LACONIA — City Manager Scott Myers said yesterday that a bill that would exempt recreational vehicles from property taxation could cost the city approximately $200,000 in annual property tax revenue.
Senate Bill 333, sponsored by Senator Jeanie Forrester (R-Meredith), exempts recreational vehicles that do not remain in any one town, city or incorporated place for more than 45 days, unless they are stored or placed on a rented campsite, from property taxation. The statutory definition of a recreational vehicle includes motor homes, vans, pickup campers and tent trailers as well as recreational trailers of 400-square-feet or less. The bill stipulates that recreational vehicles shall be deemed personal, not real, property and not liable to property taxation.
Myers estimated that as many as 400 properties in the city with an aggregate value of about $10 million would be exempted from property taxation if the bill succeeds. The bill carried the Senate by a unanimous vote of 24 to 0, but has not yet been introduced in the House of Representatives. Myers said that he intended "to put our local representatives on notice that this is a concern."

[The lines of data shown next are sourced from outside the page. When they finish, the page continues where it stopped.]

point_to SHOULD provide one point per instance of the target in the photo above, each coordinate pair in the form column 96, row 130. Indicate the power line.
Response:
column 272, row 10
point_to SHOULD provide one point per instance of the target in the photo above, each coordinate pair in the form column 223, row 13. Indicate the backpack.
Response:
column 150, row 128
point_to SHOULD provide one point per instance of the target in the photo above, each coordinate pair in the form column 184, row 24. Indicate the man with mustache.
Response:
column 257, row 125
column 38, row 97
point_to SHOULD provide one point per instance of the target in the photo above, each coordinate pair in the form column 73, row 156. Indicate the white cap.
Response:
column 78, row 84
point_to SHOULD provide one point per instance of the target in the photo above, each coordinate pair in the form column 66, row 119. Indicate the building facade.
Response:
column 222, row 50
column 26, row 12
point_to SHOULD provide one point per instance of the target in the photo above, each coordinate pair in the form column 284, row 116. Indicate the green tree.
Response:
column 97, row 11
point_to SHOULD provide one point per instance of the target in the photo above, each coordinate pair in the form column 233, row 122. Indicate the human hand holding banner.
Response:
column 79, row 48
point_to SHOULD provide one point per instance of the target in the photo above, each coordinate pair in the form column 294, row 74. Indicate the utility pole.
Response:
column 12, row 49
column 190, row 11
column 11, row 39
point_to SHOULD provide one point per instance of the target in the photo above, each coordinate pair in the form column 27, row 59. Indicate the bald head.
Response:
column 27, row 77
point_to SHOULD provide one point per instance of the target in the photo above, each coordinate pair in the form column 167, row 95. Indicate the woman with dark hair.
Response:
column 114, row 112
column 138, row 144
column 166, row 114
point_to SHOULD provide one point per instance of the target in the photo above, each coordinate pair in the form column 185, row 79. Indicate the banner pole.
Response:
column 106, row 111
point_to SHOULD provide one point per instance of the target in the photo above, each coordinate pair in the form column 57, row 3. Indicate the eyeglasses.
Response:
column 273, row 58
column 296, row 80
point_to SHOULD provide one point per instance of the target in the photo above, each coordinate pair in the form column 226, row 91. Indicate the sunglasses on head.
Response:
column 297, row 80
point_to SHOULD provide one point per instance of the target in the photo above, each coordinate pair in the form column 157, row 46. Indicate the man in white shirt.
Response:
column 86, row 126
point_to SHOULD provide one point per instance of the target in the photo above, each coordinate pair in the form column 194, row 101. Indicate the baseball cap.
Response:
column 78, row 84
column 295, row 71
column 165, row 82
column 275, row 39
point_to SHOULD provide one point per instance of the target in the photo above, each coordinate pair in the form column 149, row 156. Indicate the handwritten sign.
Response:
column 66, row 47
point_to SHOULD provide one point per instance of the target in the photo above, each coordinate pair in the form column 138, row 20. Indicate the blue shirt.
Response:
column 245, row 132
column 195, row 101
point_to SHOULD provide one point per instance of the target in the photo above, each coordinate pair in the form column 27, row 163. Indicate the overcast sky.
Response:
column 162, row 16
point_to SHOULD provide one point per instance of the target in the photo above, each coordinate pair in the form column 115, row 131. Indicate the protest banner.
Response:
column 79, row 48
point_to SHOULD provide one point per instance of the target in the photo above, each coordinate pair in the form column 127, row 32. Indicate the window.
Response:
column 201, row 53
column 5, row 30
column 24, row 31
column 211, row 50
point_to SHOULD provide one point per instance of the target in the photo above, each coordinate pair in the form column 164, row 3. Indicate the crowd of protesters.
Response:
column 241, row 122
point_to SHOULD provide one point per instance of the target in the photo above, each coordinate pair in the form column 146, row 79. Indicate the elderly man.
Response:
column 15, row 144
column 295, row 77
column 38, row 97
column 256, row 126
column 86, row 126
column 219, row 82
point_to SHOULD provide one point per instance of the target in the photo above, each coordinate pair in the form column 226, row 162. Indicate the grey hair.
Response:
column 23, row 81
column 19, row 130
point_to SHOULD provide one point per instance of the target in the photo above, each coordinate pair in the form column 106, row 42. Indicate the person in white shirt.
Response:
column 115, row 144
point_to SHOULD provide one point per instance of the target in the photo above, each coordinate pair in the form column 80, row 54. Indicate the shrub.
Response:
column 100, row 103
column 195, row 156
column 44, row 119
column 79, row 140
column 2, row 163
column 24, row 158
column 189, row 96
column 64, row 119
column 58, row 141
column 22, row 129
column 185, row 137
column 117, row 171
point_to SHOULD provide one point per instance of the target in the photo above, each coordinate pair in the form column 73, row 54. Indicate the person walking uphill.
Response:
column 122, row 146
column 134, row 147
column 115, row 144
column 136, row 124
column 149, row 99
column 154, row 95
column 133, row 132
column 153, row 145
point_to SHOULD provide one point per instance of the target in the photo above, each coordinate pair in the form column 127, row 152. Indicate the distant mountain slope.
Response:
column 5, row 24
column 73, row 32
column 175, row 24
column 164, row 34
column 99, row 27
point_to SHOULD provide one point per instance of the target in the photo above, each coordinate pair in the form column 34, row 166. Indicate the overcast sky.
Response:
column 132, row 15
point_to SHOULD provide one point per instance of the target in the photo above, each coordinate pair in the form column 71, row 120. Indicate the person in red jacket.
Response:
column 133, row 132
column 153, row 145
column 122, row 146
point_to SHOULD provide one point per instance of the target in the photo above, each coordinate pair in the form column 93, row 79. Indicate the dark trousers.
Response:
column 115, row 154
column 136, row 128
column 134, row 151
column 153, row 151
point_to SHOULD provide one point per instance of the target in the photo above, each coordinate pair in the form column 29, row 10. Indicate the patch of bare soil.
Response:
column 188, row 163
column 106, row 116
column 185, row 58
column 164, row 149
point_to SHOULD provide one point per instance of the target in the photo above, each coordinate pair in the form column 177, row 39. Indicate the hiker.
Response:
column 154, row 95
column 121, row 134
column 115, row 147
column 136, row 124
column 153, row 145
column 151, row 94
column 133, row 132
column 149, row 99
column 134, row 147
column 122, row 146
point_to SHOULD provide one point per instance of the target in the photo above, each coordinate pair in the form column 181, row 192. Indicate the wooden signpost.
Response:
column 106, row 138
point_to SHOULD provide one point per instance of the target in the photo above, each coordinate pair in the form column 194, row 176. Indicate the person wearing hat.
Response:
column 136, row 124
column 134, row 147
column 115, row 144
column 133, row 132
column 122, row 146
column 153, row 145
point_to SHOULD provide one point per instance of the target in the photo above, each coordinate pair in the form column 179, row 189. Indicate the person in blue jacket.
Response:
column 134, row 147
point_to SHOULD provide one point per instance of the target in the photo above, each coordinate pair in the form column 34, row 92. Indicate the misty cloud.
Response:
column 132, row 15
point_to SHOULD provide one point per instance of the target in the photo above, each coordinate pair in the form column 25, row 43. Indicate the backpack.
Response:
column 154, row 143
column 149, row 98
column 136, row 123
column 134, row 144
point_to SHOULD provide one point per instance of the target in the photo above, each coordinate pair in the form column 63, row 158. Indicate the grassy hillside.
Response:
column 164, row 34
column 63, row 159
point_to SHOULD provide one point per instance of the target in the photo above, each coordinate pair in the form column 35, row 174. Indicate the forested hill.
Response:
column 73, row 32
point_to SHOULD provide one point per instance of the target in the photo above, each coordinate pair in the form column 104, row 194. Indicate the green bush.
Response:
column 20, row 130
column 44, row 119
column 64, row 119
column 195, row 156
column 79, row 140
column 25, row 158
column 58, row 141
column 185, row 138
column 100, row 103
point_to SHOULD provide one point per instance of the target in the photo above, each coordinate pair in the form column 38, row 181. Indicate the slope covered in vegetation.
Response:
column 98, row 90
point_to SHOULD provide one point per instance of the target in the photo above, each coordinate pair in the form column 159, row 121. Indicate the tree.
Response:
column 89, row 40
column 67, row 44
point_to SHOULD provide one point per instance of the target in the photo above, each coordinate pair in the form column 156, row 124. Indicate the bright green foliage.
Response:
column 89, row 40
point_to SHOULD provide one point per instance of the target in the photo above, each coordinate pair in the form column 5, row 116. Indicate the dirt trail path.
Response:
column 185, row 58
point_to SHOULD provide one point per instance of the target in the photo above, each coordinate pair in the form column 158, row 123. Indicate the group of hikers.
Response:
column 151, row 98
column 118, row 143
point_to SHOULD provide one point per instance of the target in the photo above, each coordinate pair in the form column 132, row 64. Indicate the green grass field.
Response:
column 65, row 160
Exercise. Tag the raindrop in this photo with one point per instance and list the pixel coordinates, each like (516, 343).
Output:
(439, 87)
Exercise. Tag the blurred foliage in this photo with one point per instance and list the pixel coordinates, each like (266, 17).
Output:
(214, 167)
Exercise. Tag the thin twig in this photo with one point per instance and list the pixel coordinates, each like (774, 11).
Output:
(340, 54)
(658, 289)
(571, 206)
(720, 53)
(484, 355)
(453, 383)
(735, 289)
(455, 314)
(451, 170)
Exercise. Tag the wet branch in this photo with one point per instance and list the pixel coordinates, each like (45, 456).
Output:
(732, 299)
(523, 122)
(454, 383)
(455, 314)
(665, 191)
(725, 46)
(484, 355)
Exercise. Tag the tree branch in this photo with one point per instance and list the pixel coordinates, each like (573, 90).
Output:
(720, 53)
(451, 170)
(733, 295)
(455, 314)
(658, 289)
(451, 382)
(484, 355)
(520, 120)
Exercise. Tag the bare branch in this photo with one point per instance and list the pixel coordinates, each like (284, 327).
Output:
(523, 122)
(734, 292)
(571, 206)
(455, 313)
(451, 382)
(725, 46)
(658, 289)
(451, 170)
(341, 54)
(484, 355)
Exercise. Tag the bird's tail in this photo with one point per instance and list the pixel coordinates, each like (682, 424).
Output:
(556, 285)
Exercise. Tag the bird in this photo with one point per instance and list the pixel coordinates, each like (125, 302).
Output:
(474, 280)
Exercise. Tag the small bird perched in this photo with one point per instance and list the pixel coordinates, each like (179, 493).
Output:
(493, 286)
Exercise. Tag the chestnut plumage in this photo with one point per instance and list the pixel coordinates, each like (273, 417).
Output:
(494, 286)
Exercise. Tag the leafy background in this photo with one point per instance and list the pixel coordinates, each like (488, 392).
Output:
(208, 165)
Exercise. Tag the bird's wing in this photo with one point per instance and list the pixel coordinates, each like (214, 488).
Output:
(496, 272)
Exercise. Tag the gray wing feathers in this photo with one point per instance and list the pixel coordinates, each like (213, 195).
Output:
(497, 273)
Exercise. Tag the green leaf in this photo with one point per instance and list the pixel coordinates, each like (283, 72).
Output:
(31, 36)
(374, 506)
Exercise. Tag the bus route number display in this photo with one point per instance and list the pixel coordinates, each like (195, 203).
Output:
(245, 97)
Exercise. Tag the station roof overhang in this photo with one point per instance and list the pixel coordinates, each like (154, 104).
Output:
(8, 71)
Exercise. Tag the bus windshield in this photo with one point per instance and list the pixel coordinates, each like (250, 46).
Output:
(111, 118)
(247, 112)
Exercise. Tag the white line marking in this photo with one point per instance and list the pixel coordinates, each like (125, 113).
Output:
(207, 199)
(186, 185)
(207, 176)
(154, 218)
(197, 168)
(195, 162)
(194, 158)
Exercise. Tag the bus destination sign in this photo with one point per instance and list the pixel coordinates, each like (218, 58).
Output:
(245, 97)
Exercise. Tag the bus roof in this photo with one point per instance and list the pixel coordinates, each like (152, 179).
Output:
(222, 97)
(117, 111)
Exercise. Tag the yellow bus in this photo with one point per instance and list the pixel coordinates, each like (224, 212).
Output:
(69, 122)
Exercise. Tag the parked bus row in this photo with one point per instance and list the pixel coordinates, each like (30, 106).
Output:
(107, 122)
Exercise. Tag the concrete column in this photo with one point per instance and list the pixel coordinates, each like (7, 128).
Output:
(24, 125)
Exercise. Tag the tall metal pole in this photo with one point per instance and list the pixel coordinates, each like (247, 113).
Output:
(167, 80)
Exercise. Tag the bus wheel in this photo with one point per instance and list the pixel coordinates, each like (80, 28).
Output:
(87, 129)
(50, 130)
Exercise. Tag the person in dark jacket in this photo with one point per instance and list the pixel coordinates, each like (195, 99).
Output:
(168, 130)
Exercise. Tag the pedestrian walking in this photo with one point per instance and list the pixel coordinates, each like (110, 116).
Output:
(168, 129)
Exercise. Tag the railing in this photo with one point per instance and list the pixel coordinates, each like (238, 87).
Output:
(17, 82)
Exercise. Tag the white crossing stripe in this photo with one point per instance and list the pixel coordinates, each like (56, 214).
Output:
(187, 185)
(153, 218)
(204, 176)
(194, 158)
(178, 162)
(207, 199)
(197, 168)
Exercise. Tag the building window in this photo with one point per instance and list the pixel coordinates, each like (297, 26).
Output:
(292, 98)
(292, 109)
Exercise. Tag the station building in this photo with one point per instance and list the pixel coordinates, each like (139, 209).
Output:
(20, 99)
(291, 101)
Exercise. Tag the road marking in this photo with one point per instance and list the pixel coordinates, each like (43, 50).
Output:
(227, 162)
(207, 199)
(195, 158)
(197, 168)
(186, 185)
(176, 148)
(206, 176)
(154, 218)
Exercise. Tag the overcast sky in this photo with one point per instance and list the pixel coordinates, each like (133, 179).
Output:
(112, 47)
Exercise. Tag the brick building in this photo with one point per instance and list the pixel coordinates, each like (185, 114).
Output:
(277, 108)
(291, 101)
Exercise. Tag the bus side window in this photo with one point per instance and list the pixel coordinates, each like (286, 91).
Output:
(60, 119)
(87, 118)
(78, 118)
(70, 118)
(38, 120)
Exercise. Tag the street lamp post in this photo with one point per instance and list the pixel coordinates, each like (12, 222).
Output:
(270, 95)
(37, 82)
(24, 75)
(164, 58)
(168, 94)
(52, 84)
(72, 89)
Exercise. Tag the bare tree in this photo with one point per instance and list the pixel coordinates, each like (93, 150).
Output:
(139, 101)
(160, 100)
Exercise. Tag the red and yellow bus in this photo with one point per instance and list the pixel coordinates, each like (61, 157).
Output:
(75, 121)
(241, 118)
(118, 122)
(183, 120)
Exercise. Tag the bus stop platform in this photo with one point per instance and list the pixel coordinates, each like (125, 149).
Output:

The issue arose from a court decision in 1999, which was reaffirmed in 2002, the New Hampshire Department of Revenue Administration began advising cities and towns to tax recreational vehicles as real property. The result was what Forrester called a "crazy quilt" as recreational vehicles parked at campgrounds were treated differently by different municipal assessors. Some are taxed as real property while others are not. Some municipalities bill the owners of the recreational vehicles while others bill the owners of the campgrounds.

In a prepared statement issued after the vote in the Senate, Forrester said that "the inconsistent application of our tax code causes confusion for businesses across our state, and the patchwork of laws that have applied to campground owners in recent years has been among the worst. By clarifying the legislature's intent on these laws," she continued, "it is my hope that the owners of the state's 117 private campgrounds will have the stability and clarity they need to operate their businesses without undue burdens from state government.